That man in the lead partially unwrapped the keffiyah from around his head. Aziz had never seen him before, but had heard enough descriptions to recognize the "Blue Jinn." The Jinn paused and lit a cigarette. He puffed it contemplatively for a few moments. Then he sat back easily in a chair, almost a throne, that had been prepared for him by his followers out of hastily felled and trimmed trees. Even at this distance Abdul Aziz saw the eyes that gave the Jinn his name. Though it was just a trick of the sun, the eyes seemed to glow from the inside like malevolent coals.
A dark-clad, bearded mullah walked to the microphone of a portable public address set standing in front of the chair and began to speak.

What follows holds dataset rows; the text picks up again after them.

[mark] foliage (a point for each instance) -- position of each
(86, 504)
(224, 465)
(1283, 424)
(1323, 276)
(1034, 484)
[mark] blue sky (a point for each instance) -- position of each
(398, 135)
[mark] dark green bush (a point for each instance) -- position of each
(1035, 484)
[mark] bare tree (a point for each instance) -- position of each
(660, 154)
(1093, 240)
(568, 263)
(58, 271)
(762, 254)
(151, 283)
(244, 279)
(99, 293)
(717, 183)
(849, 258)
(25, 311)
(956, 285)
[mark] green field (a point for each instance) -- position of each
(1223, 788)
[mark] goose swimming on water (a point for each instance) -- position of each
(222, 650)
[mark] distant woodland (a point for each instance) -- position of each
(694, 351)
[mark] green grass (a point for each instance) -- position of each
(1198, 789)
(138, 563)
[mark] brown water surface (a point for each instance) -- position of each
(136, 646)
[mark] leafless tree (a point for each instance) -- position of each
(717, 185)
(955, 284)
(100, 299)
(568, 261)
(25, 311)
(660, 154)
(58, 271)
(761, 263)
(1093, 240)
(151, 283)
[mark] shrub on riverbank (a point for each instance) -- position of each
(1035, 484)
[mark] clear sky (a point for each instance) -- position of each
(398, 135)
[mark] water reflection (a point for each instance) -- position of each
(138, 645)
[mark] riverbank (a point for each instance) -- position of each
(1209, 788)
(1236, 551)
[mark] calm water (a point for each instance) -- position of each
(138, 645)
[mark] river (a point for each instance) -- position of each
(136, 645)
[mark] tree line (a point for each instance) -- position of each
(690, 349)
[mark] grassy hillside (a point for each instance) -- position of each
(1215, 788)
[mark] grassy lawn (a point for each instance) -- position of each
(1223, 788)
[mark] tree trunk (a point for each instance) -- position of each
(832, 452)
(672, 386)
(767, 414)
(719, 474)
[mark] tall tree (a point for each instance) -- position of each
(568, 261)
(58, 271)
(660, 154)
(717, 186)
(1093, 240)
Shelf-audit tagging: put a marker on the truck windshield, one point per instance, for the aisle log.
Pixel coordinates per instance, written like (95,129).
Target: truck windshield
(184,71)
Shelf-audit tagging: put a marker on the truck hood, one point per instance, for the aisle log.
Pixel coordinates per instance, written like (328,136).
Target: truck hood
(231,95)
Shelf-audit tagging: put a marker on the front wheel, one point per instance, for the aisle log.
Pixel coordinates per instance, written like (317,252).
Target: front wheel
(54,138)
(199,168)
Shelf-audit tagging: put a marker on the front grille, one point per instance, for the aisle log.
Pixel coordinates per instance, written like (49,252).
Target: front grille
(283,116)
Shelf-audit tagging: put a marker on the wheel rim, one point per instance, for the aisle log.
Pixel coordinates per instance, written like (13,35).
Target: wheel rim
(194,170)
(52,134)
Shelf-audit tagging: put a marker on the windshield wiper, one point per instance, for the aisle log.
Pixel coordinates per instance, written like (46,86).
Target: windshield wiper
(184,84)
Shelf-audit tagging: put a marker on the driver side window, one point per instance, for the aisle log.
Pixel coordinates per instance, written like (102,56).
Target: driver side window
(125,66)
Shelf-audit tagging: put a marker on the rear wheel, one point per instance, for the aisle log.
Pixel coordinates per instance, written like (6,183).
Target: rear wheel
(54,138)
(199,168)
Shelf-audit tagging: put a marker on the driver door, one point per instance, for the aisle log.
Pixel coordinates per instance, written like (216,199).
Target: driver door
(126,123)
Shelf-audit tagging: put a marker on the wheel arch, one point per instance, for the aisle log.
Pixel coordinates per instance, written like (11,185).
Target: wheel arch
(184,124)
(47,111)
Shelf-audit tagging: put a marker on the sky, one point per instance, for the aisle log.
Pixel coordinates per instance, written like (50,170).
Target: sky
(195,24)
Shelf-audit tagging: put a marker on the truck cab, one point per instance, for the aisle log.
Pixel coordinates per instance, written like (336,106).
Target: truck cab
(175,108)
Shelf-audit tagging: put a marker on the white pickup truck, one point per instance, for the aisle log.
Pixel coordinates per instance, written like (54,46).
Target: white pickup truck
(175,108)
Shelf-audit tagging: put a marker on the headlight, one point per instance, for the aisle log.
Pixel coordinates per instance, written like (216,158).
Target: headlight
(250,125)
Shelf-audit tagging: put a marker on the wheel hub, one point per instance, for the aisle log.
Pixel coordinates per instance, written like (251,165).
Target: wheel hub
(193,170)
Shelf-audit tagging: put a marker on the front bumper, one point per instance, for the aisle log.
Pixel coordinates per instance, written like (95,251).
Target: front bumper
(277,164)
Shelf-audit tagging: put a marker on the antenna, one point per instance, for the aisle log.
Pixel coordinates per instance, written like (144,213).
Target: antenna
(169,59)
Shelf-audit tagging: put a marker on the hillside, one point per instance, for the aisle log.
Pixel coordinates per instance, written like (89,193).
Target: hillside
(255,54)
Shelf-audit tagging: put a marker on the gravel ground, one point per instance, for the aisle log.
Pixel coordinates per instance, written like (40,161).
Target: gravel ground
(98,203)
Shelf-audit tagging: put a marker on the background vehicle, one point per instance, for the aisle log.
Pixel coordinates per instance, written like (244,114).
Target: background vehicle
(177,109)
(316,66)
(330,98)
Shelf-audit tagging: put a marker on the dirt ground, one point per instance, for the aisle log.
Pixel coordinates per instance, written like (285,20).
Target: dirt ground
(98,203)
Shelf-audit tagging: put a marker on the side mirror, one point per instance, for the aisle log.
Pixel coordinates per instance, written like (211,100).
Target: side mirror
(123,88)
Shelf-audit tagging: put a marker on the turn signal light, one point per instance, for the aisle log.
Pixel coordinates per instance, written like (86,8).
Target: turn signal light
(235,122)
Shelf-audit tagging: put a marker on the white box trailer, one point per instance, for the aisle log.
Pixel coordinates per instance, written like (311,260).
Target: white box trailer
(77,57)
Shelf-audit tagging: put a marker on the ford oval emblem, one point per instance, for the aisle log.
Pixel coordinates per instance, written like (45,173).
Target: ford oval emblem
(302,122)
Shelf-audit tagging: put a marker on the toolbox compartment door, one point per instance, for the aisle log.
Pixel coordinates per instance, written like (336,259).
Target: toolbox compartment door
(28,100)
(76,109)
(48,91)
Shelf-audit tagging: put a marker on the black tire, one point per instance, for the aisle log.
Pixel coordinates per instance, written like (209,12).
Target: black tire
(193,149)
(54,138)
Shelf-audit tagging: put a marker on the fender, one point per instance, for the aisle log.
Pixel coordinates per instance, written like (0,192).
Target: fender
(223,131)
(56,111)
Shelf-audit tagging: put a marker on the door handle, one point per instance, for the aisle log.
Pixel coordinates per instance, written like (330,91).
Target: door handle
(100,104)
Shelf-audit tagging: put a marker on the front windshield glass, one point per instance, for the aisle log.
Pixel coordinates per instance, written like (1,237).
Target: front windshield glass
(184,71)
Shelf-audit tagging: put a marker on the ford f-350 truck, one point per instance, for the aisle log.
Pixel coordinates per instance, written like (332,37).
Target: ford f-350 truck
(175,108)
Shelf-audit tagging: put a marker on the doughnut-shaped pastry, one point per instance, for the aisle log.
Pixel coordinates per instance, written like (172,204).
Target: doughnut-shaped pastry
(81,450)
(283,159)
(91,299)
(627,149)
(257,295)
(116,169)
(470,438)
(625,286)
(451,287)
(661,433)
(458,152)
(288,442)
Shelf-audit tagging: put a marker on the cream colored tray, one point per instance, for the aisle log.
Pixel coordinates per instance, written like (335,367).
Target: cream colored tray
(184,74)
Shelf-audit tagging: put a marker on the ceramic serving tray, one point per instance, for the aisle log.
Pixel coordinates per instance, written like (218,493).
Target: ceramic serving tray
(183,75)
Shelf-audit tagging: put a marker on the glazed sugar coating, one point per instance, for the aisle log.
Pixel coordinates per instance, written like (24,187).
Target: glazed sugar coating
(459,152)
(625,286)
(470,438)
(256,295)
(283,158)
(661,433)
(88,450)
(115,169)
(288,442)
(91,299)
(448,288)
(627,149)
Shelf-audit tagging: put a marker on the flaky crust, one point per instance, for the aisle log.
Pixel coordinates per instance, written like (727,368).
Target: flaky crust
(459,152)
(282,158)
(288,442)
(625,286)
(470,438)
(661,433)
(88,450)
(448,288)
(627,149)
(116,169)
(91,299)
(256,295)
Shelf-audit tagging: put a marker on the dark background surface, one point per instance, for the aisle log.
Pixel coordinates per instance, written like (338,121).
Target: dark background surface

"I have consulted," he announced, "with the man you probably know as the Blue Jinn, and whom you see to my right, concerning your fate. He, in accordance with the Sharia, has turned the general resolution of your cases over to myself and my fellow mullahs. We have pronounced sentence of death upon you, in accordance with the will of Allah, for complicity in murder."
It was widely speculated that the mullah only consulted the quarter gold Boerrand the Jinn allegedly paid him for each desired "legal" death sentence he passed on. The Jinn never admitted this. Neither did he deny it.
"Your young children shall be taken back to your enemy's country," the mullah continued. "Your women, and the girls over twelve, are awarded to his Pashtun Scouts as prizes. Mr. Yamaguchi," and the mullah's head nodded to indicate the oriental man who had accompanied the party, "and Mr. al Ajami," another head nod, "represent certain interests in Yamato and Doha that might wish to buy some of these women and girls from the Scouts. Having consulted with the Jinn I have informed him that there is no religious prohibition to this, that you are all apostates and your women may properly be enslaved. For his part, he says he could care less what happens to them so long as it is within the law."